Looking back over 2015 I think it has been a year of big wins for Hawkes Bay. It might not seem like it at first but to my mind I think we need to recall some of the significant events that happened.

  1. The people of Hawkes Bay rediscovered the value of commons with the revelation that our water was been given away to foreign corporations for export to China and other parts. I wonder how many will turn their hoses off when the next watering ban is imposed.
  2. Ngati Kahungunu Iwi Inc won a significant court case against HBRC. It made very clear that HBRC is legally obligated to maintain or enhance the quality of water in our aquifers. There is no wriggle room for HBRC to say a little more pollution here is ok if we improve water quality in a different place.
  3. After all appeals had been dealt with it was made clear that all farmers have to comply with the 0.8 dissolved nitrogen limit set out in Plan Change 6. It was especially gratifying to see that HBRC’s legal opinion differed from that of HBRIC’s. In essence dam customers do not have any more right to pollute the Tukituki than their neighbour. Perhaps this is why HBRIC is finding it so difficult to get farmers to sign up. This is the issue which is at the heart of the poacher turned game keeper scenario with HBRC being both promoter (through HBRIC) and regulator of the dam.
  4. It was pleasing to see the Hawke’s Bay Regional Planning Committee Bill pass through the committee stages in Parliament. For me it goes some way towards redressing the balance between the Treaty of Waitangi partners locally. I look forward to local Maori having a big say in future planning decisions.
  5. 2015 seemed to be the year for renaming. Ahuriri Hawkes Bay Airport sounds just as right to me as Perfume Point. Hawke’s Bay Fallen Soldiers’ Memorial Hospital, whilst a mouth full, recognises history in much the same as renaming Napier Hill Mataruahou does.
  6. TAG Oil’s intention to pull out of the East Coast spoke volumes about the fickle nature of this industry. One has to wonder why further offshore blocks are even been put out for tender.
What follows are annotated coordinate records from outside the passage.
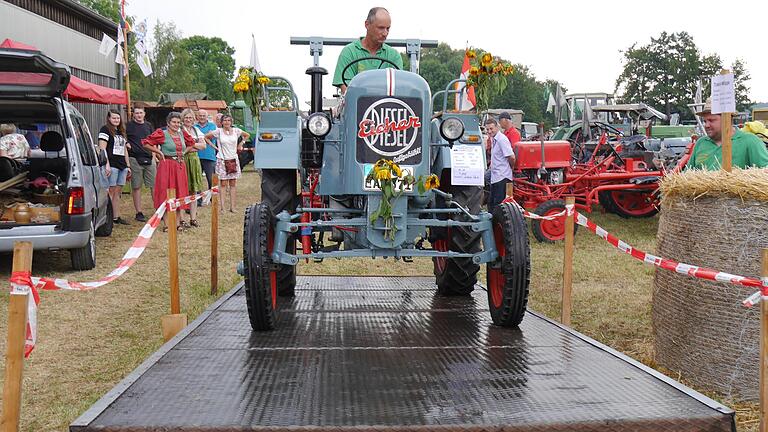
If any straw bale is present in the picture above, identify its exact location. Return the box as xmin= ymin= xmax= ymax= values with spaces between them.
xmin=652 ymin=187 xmax=768 ymax=400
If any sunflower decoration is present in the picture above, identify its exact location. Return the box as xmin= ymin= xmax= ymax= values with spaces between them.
xmin=466 ymin=48 xmax=515 ymax=112
xmin=232 ymin=66 xmax=270 ymax=121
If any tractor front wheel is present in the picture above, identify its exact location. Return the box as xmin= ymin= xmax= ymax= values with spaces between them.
xmin=531 ymin=199 xmax=578 ymax=243
xmin=261 ymin=169 xmax=298 ymax=297
xmin=606 ymin=190 xmax=659 ymax=218
xmin=486 ymin=203 xmax=531 ymax=327
xmin=243 ymin=203 xmax=277 ymax=331
xmin=432 ymin=186 xmax=483 ymax=296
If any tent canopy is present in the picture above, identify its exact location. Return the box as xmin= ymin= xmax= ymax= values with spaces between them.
xmin=0 ymin=39 xmax=128 ymax=105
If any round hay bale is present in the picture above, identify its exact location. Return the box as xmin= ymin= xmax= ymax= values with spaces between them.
xmin=652 ymin=170 xmax=768 ymax=401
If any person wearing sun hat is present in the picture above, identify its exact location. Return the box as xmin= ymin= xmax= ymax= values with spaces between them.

The most surprising thing about the oil & gas industry was Councillor Alan Dick arguing that having oil rigs ruining the vista of our pristine Hawke’s Bay horizon was not a problem.
  7. Hastings District Council’s decision to ban the use of GMOs in Hawkes Bay was a real boost for our local producers. It came as no surprise that lobby group Federated Farmers are appealing this decision. It speaks volumes for their leadership.
  8. The Parliamentary Commissioner for the Environment released a report showing that at its most benign sea level rise will directly effect 1,300 Napier properties, and potentially up to 8,000. This is not a do nothing issue. We need to take action now to alleviate the effects of climate change. Are we up to the challenge?
  9. The amalgamation debate was settled, but at the same time not settled. To me the proposal put before us was so illogical it proved to be a donkey. The way the debate became personal over time was disappointing as it detracted from the real issue of how much do we value local democracy? Perhaps any future proposals will be far better thought out.
  10. Napier City council agreed to put a playground in at the Rose Garden. They also made a welcome adjustment to the Kennedy Road crossing at the Marewa Shops. This makes it safer to cross the road. Very local gains I know but then again it is the community I live in.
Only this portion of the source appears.